Chapter 11 Additional tools
11.1 scRMambient
scRMambient removes ambient RNA using the raw h5 file (raw_feature_bc_matrix.h5) as input, run CellBender, and output new h5 files for downstream analysis.
11.1.1 Set up the inputs
Besides the raw h5 file (raw_feature_bc_matrix.h5), the only required file for scRMambient is a sampleMeta_raw.csv file. There are several columns that are required: h5path, expected_cells, droplets_included, low_count_threshold,learning_rate. You can also add more sample metadata information, and they will be carried to a new sampleMeta.csv file generated after running scRMambient. Users can use that new sampleMeta.csv (it also contains some information related to CellBender run) to perform downstream scAnalyzer
run.
expected_cells: This is the number of cells output by the Cell Ranger pipeline. We directly use the number here.
droplets_included: This is a critical parameter for CellBender. Please follow the instruction here to set it.

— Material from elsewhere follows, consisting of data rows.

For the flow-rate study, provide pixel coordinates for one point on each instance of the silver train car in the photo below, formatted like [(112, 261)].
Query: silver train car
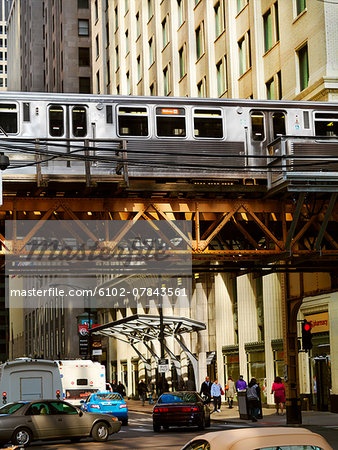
[(190, 138)]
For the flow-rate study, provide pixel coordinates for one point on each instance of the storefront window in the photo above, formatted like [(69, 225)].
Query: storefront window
[(231, 367), (256, 369), (278, 362)]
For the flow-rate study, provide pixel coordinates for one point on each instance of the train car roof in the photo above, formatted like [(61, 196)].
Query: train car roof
[(94, 98)]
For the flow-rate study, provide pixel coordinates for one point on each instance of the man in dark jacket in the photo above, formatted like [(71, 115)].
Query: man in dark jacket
[(205, 389)]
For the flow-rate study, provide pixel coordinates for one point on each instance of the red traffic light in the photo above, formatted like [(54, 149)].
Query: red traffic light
[(307, 326)]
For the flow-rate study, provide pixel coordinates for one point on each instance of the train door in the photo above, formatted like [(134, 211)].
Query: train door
[(265, 126)]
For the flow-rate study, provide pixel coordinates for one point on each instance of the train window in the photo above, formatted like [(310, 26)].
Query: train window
[(56, 122), (326, 124), (278, 124), (26, 112), (8, 118), (109, 114), (133, 121), (170, 122), (208, 123), (79, 119), (257, 126), (306, 119)]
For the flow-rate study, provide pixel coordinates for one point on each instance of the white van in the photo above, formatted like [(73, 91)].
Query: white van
[(79, 378), (29, 379)]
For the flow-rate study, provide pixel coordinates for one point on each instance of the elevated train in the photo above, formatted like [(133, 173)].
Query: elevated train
[(190, 138)]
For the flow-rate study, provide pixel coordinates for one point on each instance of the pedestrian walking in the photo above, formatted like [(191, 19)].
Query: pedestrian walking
[(121, 389), (190, 385), (241, 384), (151, 390), (205, 390), (253, 394), (216, 393), (230, 391), (142, 391), (278, 389)]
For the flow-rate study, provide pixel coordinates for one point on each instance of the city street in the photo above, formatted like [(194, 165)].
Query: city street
[(139, 435)]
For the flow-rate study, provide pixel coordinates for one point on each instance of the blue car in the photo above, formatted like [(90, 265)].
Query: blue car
[(110, 403)]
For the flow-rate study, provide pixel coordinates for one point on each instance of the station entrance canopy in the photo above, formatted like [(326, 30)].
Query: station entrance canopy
[(146, 328)]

We found that in many cases 15000 is a good number, but it also depends on your data.
low_count_threshold: We set to 15 by default.
learning_rate: We set to 0.0001 by default.
File hierarchy of the inputs:
~/test_ambient_rna_removal
├── Data1.raw_feature_bc_matrix.h5
├── Data2.raw_feature_bc_matrix.h5
└── sampleMeta_raw.csv
An example of the sampleMeta_raw.csv file:
Sample_Name,h5path,expected_cells,droplets_included,low_count_threshold,learning_rate
Data1,~/test_ambient_rna_removal/Data1.raw_feature_bc_matrix.h5,8119,15000,15,0.0001
Data2,~/test_ambient_rna_removal/Data2.raw_feature_bc_matrix.h5,7348,15000,15,0.0001
11.1.2 Run scRMambient
Then we run the pipeline:
scRMambient ~/test_ambient_rna_removal/sampleMeta_raw.csv
The output will be a new directory called cellbender, with new h5 files generated under the h5/ directory.
The file hierarchy is:
~/test_ambient_rna_removal
├── cellbender
├── all_cellbender.pdf # Plots generated by CellBender
├── all.log
├── cellbender_QC.pdf # QC plots
├── cellbender_rmRate.csv # Metrics related to the final cell number, and cell removal rates
├── h5/ # Directory for all output h5 files with ambient RNA removed
├── Data1.cellbender_cell_barcodes.csv
├── Data1.cellbender_filtered.h5
├── Data1.cellbender_filtered_qc.csv
├── Data1.cellbender.h5
├── Data1.cellbender.log
├── Data1.cellbender.pdf
├── ...
├── sc20230317_0 # File directory prepared for running scAnalyzer
├── config.yml
├── DEGinfo.csv
└── sampleMeta.csv # In this file, 'h5path' points to all new h5 files
├── Data1.raw_feature_bc_matrix.h5
├── Data2.raw_feature_bc_matrix.h5
└── sampleMeta_raw.csv
11.2 scDEG
scDEG is a standalone pipeline to run the differential expression (DE) analysis independently if you alreadly have integrated scRNA-seq data in h5ad format.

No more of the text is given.